Aux urgences, la situation est critique en permanence. Les urgences du CHU de Montpellier ont accueilli 63 600 passages en 2024, soit une augmentation de 8.5% par rapport à 2023 [1]. Le temps d’attente se compte en dizaines d’heures. Les patients qui viennent pour des situations qui ne relèvent pas des urgences sont montrés du doigt comme les coupables. En réalité, ils ne sont absolument pas le problème : ils sont redirigés vers les maisons médicales de garde ou… ne sont tout simplement pas pris en charge. Les temps d’attente et la sensation de crise permanente aux urgences sont dues à la crise de l’offre d’hospitalisation. Les patients ayant besoin d’être hospitalisés, qui finissent aux urgences faute de place et de moyens à domicile, doivent attendre dans une salle de consultation (ou box), ce qui paralyse le flux d’admission. Quand les boxs sont saturés, il nous reste… les couloirs.
Le financement des hôpitaux
La crise de l’offre hospitalière est directement liée au fonctionnement du financement des soins. L’allocation des ressources aux structures (et aux différents pôles de soin) dépend de la performance des hôpitaux, du type et du volume de soins. Ce sont les actes les plus techniques et rapides qui seront privilégiés en termes de moyens alloués : les hôpitaux de jour, la chirurgie ambulatoire… au détriment des lits d’hospitalisation complète (avec nuitée dans l’établissement) qui, eux, permettent de désengorger les urgences. Ainsi, entre 2013 et 2023, 43500 lits d’hospitalisation complète ont été fermés [2], et c’est principalement ce qui met les services d’urgence en tension permanente.
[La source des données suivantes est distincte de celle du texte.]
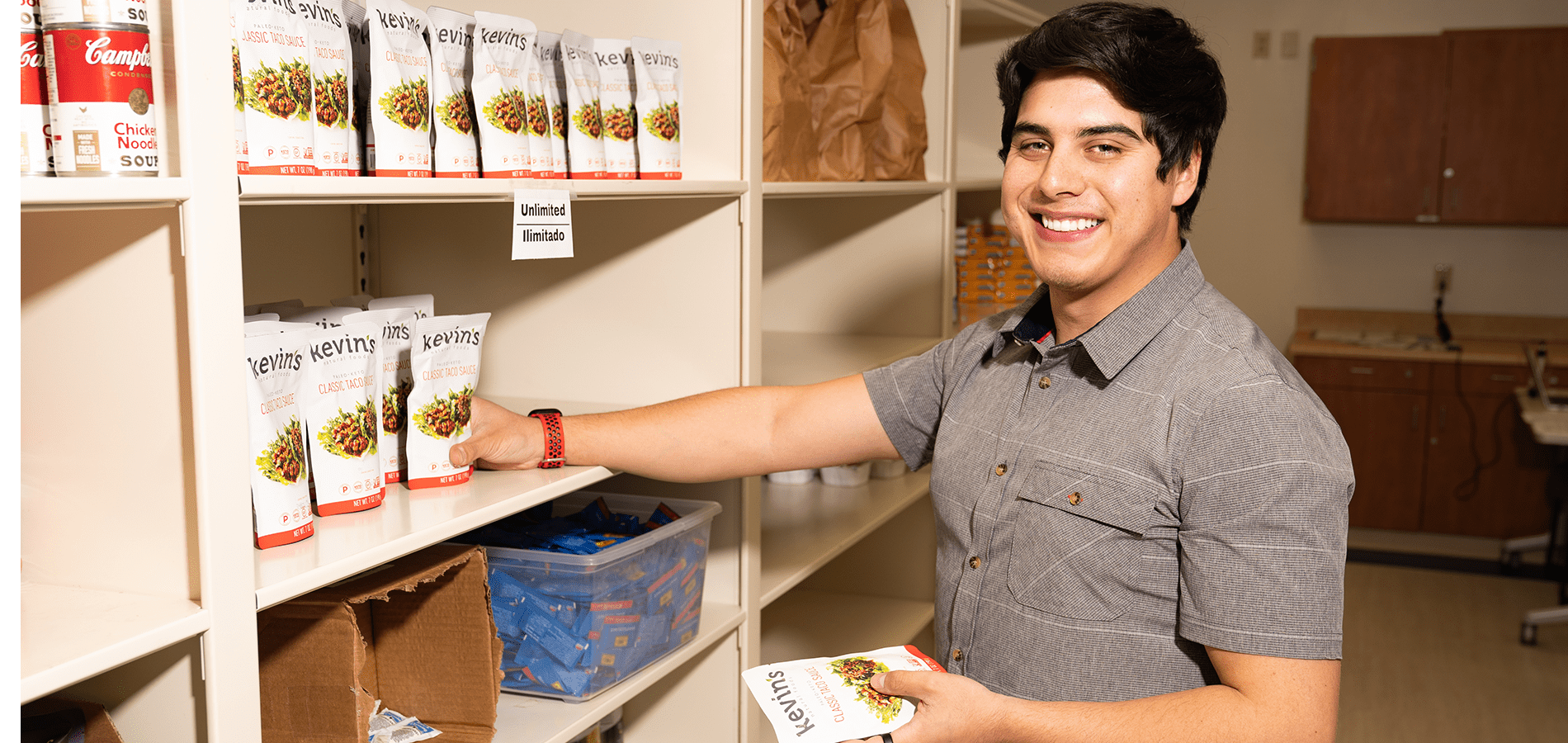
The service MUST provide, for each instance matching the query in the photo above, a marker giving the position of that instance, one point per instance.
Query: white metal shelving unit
(140, 585)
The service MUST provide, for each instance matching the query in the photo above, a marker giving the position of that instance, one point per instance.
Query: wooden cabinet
(1435, 446)
(1419, 129)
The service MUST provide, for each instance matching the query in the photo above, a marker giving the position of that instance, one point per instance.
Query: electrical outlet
(1259, 45)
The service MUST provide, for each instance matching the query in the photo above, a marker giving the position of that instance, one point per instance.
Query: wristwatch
(554, 442)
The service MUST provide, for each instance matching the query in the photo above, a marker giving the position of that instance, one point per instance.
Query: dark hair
(1151, 60)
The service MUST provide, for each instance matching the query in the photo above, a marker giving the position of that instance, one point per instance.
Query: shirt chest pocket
(1078, 542)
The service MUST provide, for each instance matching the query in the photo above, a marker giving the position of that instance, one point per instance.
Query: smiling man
(1141, 507)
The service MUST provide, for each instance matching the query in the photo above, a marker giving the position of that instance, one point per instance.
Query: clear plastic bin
(576, 624)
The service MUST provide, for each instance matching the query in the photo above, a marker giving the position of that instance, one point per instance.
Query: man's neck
(1074, 312)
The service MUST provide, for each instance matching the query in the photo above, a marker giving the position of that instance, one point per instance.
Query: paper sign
(541, 223)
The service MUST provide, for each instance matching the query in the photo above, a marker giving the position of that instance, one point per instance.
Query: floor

Le capitalisme a montré son incapacité à résoudre les problèmes de nos hôpitaux, dont l’état continue de se dégrader. Le personnel médical doit faire avec les moyens du bord et est forcé contre sa volonté à trier les patients et à faire des sacrifices sur la qualité des soins : 49 % des salariés du secteur médical déclarent recevoir des injonctions contradictoires et faire des choses qu’ils désapprouvent [3]. Résultat, 98% des soignants déclarent avoir déjà ressenti les symptômes de l’épuisement professionnel à un moment ou à un autre de leur carrière [4]. Les objectifs financiers (réduction des coûts, salaires, matériel), qui découlent directement du système économique, sont en contradiction totale avec la réalité du travail médical et soignant. Pour en finir avec l’aliénation des soignants, qui sont déchirés entre leur volonté de soigner et les objectifs qu’on leur impose, pour que les patients soient traités humainement, nous devons changer radicalement de mode de production. La question des soins doit revenir entre les mains du personnel médical et des patients. C’est une question de dignité humaine que d’arracher les hôpitaux aux mains des financiers et des institutions bureaucratiques qui défendent les mêmes intérêts.